Delage retired last week, closing a chapter filled with songs, games, fun and satisfaction.
“I will miss it,” he says. “I’ve had lots of fun and I still enjoy it tremendously.
“One thing I find every day is I really do have lots of fun in the classroom. I find myself laughing out loud.”
Delage was among the first to teach late-immersion French in the province. He was hired to teach the program in Surrey in 1978; his wife, Elene, taught early-immersion French (which launched the year before) across the hall from him in White Rock Elementary, in the original annex.
With no materials or a model for such a program to guide them, they “kind of figured it out as they went along,” said Alicia Logie, Surrey’s French-immersion helping teacher.
“They kind of invented it.”
The couple had moved from Slave Lake, Alta.
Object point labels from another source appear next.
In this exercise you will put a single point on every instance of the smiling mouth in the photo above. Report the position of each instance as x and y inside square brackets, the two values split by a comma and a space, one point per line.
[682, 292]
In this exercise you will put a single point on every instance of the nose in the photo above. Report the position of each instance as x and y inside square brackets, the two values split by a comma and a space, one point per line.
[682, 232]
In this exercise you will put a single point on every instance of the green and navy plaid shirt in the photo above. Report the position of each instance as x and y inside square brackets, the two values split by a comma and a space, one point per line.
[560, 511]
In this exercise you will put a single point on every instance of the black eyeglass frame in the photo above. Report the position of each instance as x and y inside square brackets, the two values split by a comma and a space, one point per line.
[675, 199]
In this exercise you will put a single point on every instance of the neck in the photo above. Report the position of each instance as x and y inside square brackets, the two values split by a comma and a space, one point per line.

Delage grew up in Peace River. The French community in the northern Alberta town was strong there, Delage said.
“It was just a unique bilingual area,” he said. “Still today, people speak French all over the place.”
Delage, the youngest of four in his family, said he was drawn to teaching by his love of the French language. It didn’t hurt that he’s always liked children.
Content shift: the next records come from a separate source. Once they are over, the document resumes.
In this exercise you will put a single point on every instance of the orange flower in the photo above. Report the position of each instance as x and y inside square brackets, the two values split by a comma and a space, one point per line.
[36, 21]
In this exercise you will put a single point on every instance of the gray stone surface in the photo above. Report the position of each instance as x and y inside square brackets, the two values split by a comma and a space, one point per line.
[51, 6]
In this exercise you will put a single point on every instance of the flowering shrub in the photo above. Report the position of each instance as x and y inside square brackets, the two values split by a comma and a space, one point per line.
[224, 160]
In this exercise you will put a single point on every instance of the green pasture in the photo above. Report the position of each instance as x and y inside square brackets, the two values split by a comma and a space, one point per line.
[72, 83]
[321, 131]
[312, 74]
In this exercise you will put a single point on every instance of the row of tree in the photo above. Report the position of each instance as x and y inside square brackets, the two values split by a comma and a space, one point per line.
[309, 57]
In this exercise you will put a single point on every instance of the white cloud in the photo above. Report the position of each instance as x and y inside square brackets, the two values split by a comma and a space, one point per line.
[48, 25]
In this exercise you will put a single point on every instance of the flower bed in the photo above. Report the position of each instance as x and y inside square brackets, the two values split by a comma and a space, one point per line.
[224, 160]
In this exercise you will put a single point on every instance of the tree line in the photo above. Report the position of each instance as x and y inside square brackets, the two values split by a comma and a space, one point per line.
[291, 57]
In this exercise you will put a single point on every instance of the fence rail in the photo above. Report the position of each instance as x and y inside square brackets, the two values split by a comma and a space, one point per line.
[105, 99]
And over his years in classrooms at White Rock (1978-79, 1990-2008), H.T. Thrift (1979-80) Sunnyside (1980-85) and Jessie Lee (1985-90) elementaries – he moved from school to school with the French-immersion program – colleagues say there’s no doubt his students flourished on his enthusiasm.
Logie has worked in the district for 18 years; the last five as French-immersion helping teacher. “The kids love him,” one mother told Logie.
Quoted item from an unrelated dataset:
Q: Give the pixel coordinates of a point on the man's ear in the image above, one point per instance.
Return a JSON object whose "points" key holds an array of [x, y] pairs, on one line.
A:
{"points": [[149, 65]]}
“Her daughter said, ‘he’s the best teacher I’ve ever had’,” Logie said of Delage’s Grade 6 student.
And that’s not the first time I’ve ever heard that. He kind of comes alive when he’s teaching. He just does what’s good for kids – some would say, perfectly.”
Delage has always had a knack for making learning fun, Logie said, motivating his students through songs and games, and going to great lengths to make what he was teaching them relevant.
“If they’re learning about verbs, they get up and they do it,” Logie said. “He intersperses that with a lot of hard work.”
Delage said research shows the best age to learn a new language is between birth and 12 years old. After that, picking it up becomes more difficult.
By the same token, those equipped with a second language typically find it easier to learn a third and fourth language. As well, multilingualism opens doors to many more careers and can even make travel in foreign countries more pleasurable.
Delage likes to believe he’s played a role in the success or career directions of some of his former students. One from his very first late-immersion class recently told him she now holds a PhD in linguistics.
“She’s telling me that first interest started when she was in my classroom,” he said.
Other students have gone on to become pilots; another is certain knowing French got her out of an uncomfortable situation while traveling in Zaire, because she was able to communicate with initially unfriendly soldiers.
“She said when she started speaking in French, they backed off,” Delage said. “You never know when you’re going to use French. It just opens up a new world of possibilities, in terms of meeting people, in terms of making friends.”
French-language instruction is intended to provide students with a working knowledge of Canada’s other official language. It’s also aimed at instilling an appreciation of French culture. The Ministry of Education recognizes its benefits to students’ cognitive and social development. According to the Surrey School District, French Immersion students typically surpass the provincial average in writing and math in the Foundation Skills Assessment, a test administered to all Grade 4, 7, and 10 students.
Delage described LFI students as highly motivated and not afraid of a challenge. Joining the program often means changing schools and friends, on top of learning a new language and learning their subject matter in that new language.
Crescent Park Elementary’s Guylaine Cyrenne, who worked with Delage for 10 years at WRE, is confident her colleague’s friendly manner, sense of humour and obvious passion for the language has inspired many students to rise to the challenge.
He likes to have fun with teaching, and “this is the key to education,” she said. “He’s a Francophone and you can see that he’s proud to be a French speaker. He just loves the language.”
The choice program has come a long way since it was introduced in Surrey 30 years ago. It’s now available in 16 schools across the district, and demand for late-immersion remains high. Delage noted there’s already a wait list for the 2008-09 program at WRE.
He hopes to one day see similar programs for other languages.
For now, he’s looking forward to spending time on activities he’s long put on the back burner, including travel and gardening.
And he just may take up another language.
“I’ve always wanted to learn Spanish. Now, maybe I’ll have time,” he said.